Restitution - AG v Blake
leading case. Blake was a former member of the secret service who became a double agent (UK and Soviets). He was brought to prison and escaped and published a book on his story. The British Crown brought an action for all the profits made on the book, including those profits he had not already received, arguing that the principle of restitution should apply. Ct held that in exceptional cases, when the normal remedy is inadequate to compensate for the breach of contract, ct can order d to account for all profits even where no tangible benefits received under a contract: Fibrosa v Fairbain
Anglia Television v Reed:
Reed played Mike Brady in the Brady bunch and he was asked by Anglia to play another role in a film called ‘The Man in the Wood’ from which he withdrew just before filming was about to start. Anglia claimed for wasted expenditure because loss of profits was too uncertain. Reed argued that damages could not be claimed when incurred before a contract that was wasted.
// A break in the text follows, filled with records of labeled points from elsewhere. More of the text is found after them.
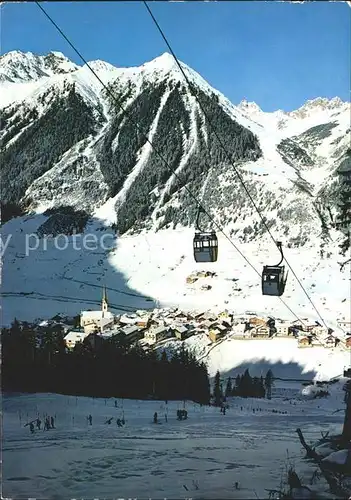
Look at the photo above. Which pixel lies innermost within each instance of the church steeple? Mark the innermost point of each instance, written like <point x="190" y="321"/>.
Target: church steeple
<point x="104" y="303"/>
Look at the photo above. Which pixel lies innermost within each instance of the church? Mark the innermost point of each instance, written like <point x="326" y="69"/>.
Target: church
<point x="93" y="321"/>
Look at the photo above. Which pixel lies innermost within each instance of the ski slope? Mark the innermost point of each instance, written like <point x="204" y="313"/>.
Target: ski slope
<point x="199" y="458"/>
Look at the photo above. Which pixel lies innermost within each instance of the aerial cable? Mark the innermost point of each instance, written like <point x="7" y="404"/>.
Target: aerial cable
<point x="116" y="101"/>
<point x="226" y="152"/>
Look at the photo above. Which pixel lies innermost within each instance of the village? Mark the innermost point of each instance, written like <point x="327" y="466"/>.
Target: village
<point x="151" y="327"/>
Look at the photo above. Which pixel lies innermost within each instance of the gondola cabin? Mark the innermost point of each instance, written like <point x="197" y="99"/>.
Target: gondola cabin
<point x="205" y="246"/>
<point x="273" y="280"/>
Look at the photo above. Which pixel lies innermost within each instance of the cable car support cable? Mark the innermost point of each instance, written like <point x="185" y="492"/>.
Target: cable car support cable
<point x="116" y="101"/>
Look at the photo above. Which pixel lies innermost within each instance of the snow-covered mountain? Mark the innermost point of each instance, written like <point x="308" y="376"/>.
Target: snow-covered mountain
<point x="73" y="160"/>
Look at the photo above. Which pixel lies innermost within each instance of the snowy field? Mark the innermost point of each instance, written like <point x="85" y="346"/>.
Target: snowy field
<point x="199" y="458"/>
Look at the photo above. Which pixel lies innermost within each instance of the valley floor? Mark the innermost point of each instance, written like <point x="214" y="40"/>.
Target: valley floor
<point x="201" y="457"/>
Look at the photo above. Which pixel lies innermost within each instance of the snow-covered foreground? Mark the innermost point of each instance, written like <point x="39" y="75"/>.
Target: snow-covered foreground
<point x="209" y="451"/>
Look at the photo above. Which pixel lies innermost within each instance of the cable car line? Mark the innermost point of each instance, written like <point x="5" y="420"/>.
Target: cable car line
<point x="226" y="152"/>
<point x="107" y="89"/>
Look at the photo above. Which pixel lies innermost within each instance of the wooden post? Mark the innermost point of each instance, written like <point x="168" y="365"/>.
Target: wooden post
<point x="346" y="432"/>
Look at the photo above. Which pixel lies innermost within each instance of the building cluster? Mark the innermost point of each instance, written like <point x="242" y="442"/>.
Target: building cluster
<point x="154" y="326"/>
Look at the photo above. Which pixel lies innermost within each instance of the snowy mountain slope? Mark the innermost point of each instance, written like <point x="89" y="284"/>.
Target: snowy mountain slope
<point x="67" y="143"/>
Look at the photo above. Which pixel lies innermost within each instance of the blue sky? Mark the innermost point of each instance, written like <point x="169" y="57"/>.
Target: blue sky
<point x="277" y="54"/>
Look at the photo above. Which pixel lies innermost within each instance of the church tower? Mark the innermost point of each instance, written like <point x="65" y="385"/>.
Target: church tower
<point x="104" y="304"/>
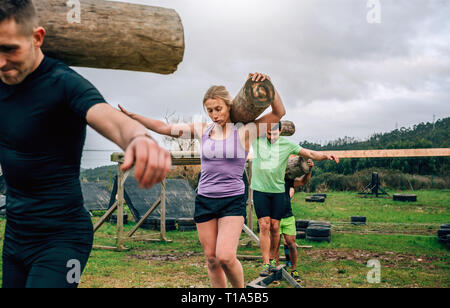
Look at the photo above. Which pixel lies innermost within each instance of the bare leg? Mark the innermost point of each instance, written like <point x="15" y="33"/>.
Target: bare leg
<point x="230" y="229"/>
<point x="274" y="239"/>
<point x="293" y="254"/>
<point x="207" y="233"/>
<point x="264" y="238"/>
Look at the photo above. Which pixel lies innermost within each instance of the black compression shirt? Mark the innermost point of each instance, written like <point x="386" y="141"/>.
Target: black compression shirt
<point x="42" y="134"/>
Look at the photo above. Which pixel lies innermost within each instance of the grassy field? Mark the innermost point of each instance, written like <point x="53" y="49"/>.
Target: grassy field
<point x="401" y="236"/>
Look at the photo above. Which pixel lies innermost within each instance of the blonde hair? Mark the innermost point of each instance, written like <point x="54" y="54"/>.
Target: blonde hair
<point x="218" y="92"/>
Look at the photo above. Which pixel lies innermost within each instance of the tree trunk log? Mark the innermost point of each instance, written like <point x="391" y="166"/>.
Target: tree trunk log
<point x="112" y="35"/>
<point x="253" y="99"/>
<point x="287" y="128"/>
<point x="297" y="166"/>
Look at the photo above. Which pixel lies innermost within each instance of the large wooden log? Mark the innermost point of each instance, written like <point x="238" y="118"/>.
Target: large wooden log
<point x="297" y="166"/>
<point x="112" y="35"/>
<point x="252" y="100"/>
<point x="287" y="128"/>
<point x="431" y="152"/>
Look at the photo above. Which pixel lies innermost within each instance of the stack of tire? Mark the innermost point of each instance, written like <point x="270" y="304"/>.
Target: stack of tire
<point x="301" y="226"/>
<point x="444" y="235"/>
<point x="405" y="197"/>
<point x="358" y="220"/>
<point x="316" y="198"/>
<point x="155" y="224"/>
<point x="113" y="218"/>
<point x="186" y="224"/>
<point x="318" y="231"/>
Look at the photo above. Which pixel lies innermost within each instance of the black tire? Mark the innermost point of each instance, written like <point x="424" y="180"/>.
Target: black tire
<point x="358" y="220"/>
<point x="318" y="239"/>
<point x="405" y="197"/>
<point x="315" y="199"/>
<point x="301" y="224"/>
<point x="443" y="240"/>
<point x="316" y="231"/>
<point x="186" y="228"/>
<point x="186" y="222"/>
<point x="320" y="195"/>
<point x="300" y="235"/>
<point x="443" y="232"/>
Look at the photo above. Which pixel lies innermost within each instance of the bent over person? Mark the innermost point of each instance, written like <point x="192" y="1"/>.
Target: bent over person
<point x="44" y="109"/>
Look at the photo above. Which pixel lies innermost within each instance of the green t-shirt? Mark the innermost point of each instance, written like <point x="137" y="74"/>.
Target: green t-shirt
<point x="269" y="163"/>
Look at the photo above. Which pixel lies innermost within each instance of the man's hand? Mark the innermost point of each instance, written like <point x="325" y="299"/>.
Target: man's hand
<point x="152" y="163"/>
<point x="332" y="157"/>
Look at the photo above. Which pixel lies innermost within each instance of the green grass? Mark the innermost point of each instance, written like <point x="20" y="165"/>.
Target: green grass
<point x="401" y="236"/>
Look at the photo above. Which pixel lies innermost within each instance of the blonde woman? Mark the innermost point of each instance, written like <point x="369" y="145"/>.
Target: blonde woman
<point x="220" y="205"/>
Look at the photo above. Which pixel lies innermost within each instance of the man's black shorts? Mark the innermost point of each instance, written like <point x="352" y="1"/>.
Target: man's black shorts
<point x="269" y="204"/>
<point x="207" y="209"/>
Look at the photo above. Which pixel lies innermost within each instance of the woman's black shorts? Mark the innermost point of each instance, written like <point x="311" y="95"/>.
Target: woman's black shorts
<point x="207" y="209"/>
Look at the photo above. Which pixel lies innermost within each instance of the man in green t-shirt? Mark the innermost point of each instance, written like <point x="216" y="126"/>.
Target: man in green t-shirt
<point x="271" y="154"/>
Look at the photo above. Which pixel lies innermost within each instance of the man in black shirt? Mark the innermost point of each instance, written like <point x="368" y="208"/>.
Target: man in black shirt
<point x="44" y="109"/>
<point x="287" y="225"/>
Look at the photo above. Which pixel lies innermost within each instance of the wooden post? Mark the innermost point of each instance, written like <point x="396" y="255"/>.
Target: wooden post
<point x="250" y="196"/>
<point x="112" y="35"/>
<point x="163" y="210"/>
<point x="120" y="197"/>
<point x="252" y="100"/>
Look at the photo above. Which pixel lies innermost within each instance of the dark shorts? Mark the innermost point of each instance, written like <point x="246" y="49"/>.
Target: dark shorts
<point x="207" y="209"/>
<point x="269" y="204"/>
<point x="56" y="262"/>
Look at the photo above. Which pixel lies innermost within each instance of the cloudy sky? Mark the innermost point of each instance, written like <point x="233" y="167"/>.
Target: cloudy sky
<point x="338" y="74"/>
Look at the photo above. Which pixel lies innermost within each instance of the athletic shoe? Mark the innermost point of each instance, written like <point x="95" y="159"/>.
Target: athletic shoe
<point x="296" y="276"/>
<point x="266" y="271"/>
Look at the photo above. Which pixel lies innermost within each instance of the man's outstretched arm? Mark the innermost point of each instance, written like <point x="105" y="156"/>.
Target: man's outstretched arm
<point x="152" y="163"/>
<point x="317" y="156"/>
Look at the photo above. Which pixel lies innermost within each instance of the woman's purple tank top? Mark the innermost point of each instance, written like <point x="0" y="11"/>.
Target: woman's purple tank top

Held: expenditure incurred before a contract was thrown away can be claimed so long as it was within the reasonable contemplation of the parties.
Specific performance
Equitable remedy, not where damages are an adequate remedy, and not for contracts of personal service or where contract requires court supervision. Remember: can also be refused on equitable grounds (like hardship).
Quantum Meruit
Dealt with in discharge of contract
Rectification
Equitable remedy, where written document does not reflect prior agreement.
Rescission
Equitable remedy, available in a limited number of circumstances e.g. mistake and misrepresentation (see Misrepresentation).